Desde o desabamento da Ponte Padre Paolino Baldassari, em Sena Madureira, expressões como colapso estrutural, erosão das fundações, recalque, instabilidade da margem e processo erosivo passaram a fazer parte das discussões nas redes sociais.
Entre todos os termos, um deles ganhou destaque por estar diretamente ligado à realidade amazônica: as chamadas “terras caídas”, fenômeno apontado por especialistas como uma das possíveis causas para o colapso da estrutura.
O assunto ganhou repercussão nacional e chamou a atenção de perfis especializados em engenharia. Em publicação no Instagram, o perfil Por Dentro do Acidente destacou que o problema pode ter ocorrido abaixo da superfície, nas margens do Rio Iaco.
Segundo a análise divulgada, o fenômeno acontece quando o nível do rio baixa rapidamente após períodos de cheia, fazendo com que o solo saturado perca resistência e deslize, comprometendo a estabilidade de estruturas construídas sobre a margem.
A publicação ressalta ainda que, em rios amazônicos, as fundações precisam considerar o comportamento dinâmico das margens e das cheias. O perfil defende que o risco das terras caídas é conhecido e pode ser identificado por meio de estudos geotécnicos e monitoramento contínuo do terreno.
Quem também comentou tecnicamente o caso foi a engenheira Marília Araújo, especialista em patologia das construções. Em vídeo publicado nas redes sociais, ela afirmou que, pelas informações disponíveis até o momento, a hipótese das terras caídas merece atenção especial.

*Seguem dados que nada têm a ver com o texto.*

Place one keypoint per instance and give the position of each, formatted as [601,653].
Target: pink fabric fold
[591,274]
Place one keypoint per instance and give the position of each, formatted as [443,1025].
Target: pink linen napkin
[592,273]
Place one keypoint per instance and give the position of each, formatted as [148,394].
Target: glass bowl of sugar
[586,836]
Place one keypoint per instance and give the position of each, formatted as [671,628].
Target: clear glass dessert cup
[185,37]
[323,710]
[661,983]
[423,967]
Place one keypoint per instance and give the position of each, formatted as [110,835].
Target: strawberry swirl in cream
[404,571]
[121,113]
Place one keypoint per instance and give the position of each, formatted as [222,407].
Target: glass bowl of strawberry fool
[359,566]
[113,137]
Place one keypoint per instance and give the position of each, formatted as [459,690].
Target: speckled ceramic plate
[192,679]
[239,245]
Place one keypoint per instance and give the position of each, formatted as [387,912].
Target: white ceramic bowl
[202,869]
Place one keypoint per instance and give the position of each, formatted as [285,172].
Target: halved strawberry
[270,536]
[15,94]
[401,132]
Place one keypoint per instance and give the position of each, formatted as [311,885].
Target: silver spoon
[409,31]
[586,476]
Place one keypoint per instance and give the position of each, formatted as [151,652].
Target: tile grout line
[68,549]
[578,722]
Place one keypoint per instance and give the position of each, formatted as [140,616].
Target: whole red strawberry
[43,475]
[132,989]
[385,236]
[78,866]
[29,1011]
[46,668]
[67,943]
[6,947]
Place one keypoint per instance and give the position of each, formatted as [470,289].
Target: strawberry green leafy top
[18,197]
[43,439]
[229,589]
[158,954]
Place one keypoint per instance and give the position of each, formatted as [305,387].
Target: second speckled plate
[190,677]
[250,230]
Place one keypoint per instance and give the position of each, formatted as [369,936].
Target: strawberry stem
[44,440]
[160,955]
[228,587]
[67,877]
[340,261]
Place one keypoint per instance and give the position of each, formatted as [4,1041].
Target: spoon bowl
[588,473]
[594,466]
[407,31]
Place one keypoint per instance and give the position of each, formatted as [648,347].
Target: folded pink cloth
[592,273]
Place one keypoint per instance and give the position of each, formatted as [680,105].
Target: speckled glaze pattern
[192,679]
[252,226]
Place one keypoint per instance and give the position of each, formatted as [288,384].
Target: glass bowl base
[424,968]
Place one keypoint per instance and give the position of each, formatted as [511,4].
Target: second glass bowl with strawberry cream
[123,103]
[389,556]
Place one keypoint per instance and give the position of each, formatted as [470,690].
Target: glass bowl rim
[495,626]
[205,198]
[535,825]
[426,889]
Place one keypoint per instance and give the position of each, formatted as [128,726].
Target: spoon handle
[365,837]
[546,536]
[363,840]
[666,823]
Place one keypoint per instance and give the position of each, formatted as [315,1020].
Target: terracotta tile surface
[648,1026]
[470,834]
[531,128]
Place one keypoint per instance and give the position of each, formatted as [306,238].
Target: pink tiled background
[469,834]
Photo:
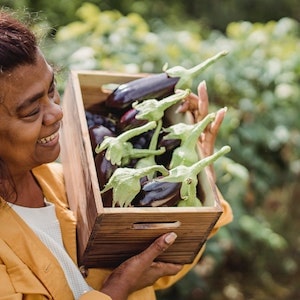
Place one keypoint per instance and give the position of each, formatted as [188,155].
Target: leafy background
[257,256]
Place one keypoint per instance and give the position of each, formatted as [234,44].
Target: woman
[37,231]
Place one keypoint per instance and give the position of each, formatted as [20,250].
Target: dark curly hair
[18,46]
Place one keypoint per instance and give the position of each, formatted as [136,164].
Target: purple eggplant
[97,134]
[104,168]
[155,86]
[129,121]
[155,193]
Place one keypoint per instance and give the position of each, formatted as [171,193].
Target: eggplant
[155,86]
[170,145]
[97,134]
[156,193]
[104,168]
[129,121]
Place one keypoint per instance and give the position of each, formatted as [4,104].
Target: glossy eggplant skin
[129,121]
[155,86]
[156,193]
[104,169]
[97,134]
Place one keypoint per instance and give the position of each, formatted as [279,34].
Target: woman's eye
[52,90]
[33,112]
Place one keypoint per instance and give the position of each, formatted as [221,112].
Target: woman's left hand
[198,106]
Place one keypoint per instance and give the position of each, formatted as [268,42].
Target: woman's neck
[29,193]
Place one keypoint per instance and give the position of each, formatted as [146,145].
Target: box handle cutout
[155,225]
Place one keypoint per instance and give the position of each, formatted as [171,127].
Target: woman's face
[30,117]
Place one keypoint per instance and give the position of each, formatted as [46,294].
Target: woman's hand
[141,271]
[198,106]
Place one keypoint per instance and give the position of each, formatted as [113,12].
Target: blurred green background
[257,256]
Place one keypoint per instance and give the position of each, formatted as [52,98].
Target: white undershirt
[44,223]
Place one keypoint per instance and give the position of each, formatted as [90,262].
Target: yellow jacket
[29,271]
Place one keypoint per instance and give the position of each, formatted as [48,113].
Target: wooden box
[108,236]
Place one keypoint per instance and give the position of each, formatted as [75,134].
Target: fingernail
[170,238]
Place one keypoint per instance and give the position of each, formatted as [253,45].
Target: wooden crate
[108,236]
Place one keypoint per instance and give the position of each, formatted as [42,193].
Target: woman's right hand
[141,271]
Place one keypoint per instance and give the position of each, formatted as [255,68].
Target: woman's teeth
[47,139]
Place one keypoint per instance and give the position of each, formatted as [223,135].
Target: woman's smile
[51,138]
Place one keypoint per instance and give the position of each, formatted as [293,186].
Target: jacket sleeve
[7,290]
[94,295]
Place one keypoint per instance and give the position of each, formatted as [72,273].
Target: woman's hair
[18,45]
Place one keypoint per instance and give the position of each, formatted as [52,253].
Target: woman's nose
[53,113]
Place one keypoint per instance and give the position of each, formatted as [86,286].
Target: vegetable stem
[186,75]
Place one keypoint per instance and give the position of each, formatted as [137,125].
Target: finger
[216,124]
[160,245]
[203,100]
[166,269]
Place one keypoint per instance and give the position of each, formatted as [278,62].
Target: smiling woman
[37,229]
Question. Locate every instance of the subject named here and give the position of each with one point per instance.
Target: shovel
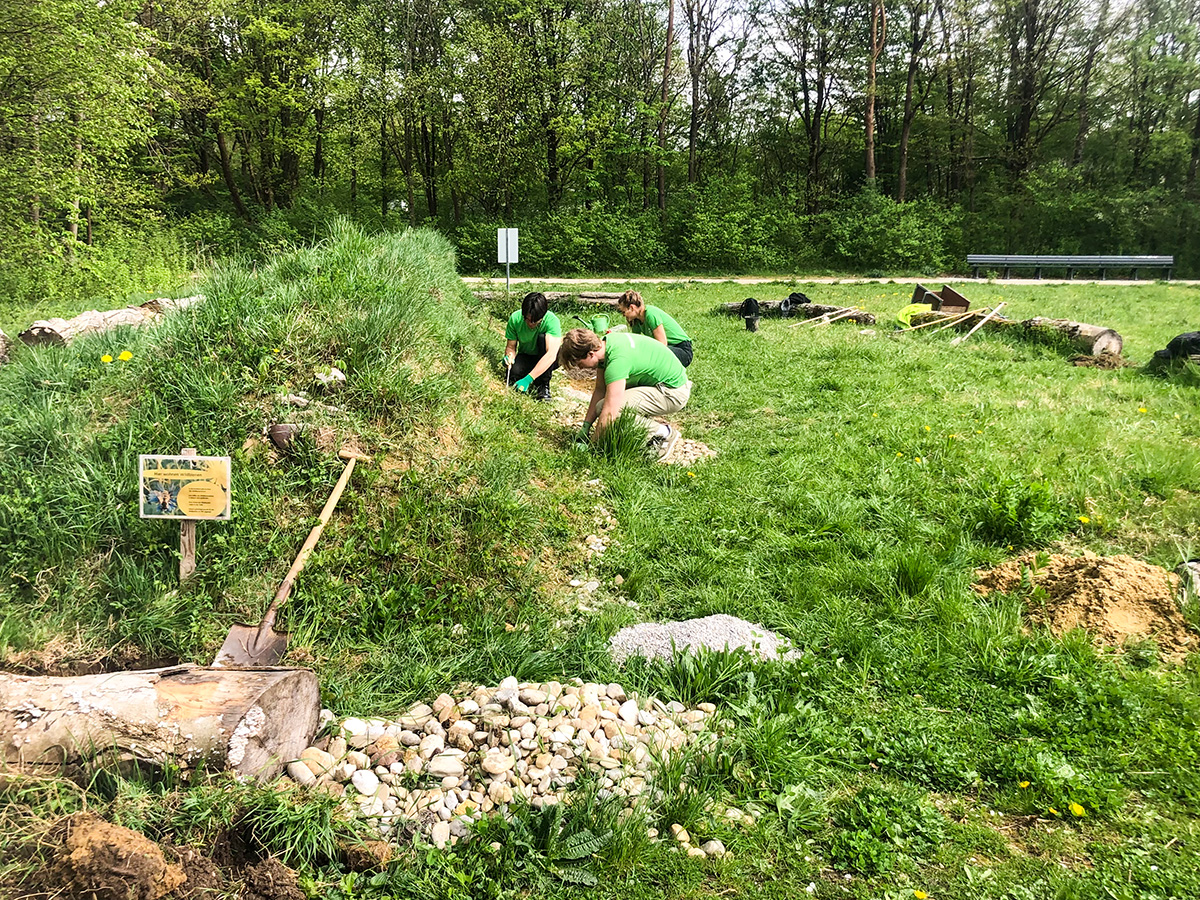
(262, 645)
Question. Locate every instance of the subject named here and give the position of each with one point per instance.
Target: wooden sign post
(186, 537)
(186, 487)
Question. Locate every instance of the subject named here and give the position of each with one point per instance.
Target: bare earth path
(820, 280)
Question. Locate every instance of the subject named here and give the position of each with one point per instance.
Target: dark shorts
(682, 351)
(525, 363)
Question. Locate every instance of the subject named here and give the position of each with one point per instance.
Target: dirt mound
(100, 861)
(1113, 598)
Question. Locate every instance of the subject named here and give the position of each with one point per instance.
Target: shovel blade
(250, 646)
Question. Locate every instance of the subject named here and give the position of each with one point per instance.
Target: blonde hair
(630, 298)
(577, 343)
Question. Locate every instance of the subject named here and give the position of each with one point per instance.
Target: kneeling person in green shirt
(533, 336)
(631, 371)
(653, 322)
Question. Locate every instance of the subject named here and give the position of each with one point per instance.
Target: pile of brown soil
(1113, 598)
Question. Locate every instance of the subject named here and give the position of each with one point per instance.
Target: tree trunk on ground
(804, 311)
(64, 331)
(1093, 340)
(251, 721)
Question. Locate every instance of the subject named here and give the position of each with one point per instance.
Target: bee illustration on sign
(184, 486)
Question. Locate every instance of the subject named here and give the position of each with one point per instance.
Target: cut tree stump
(803, 311)
(63, 331)
(251, 721)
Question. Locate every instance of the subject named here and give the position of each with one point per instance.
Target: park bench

Tanto os perfis de Marília e do Por Dentro do Acidente explicam que a correnteza escava a base das margens, enquanto solos arenosos, siltosos e argilosos perdem sustentação ao longo do tempo. Ela também destacou que chuvas intensas e o desmatamento das matas ciliares podem acelerar o processo.
Apesar das observações, os especialistas ressaltam que ainda não é possível apontar uma causa definitiva sem uma análise presencial e detalhada do local.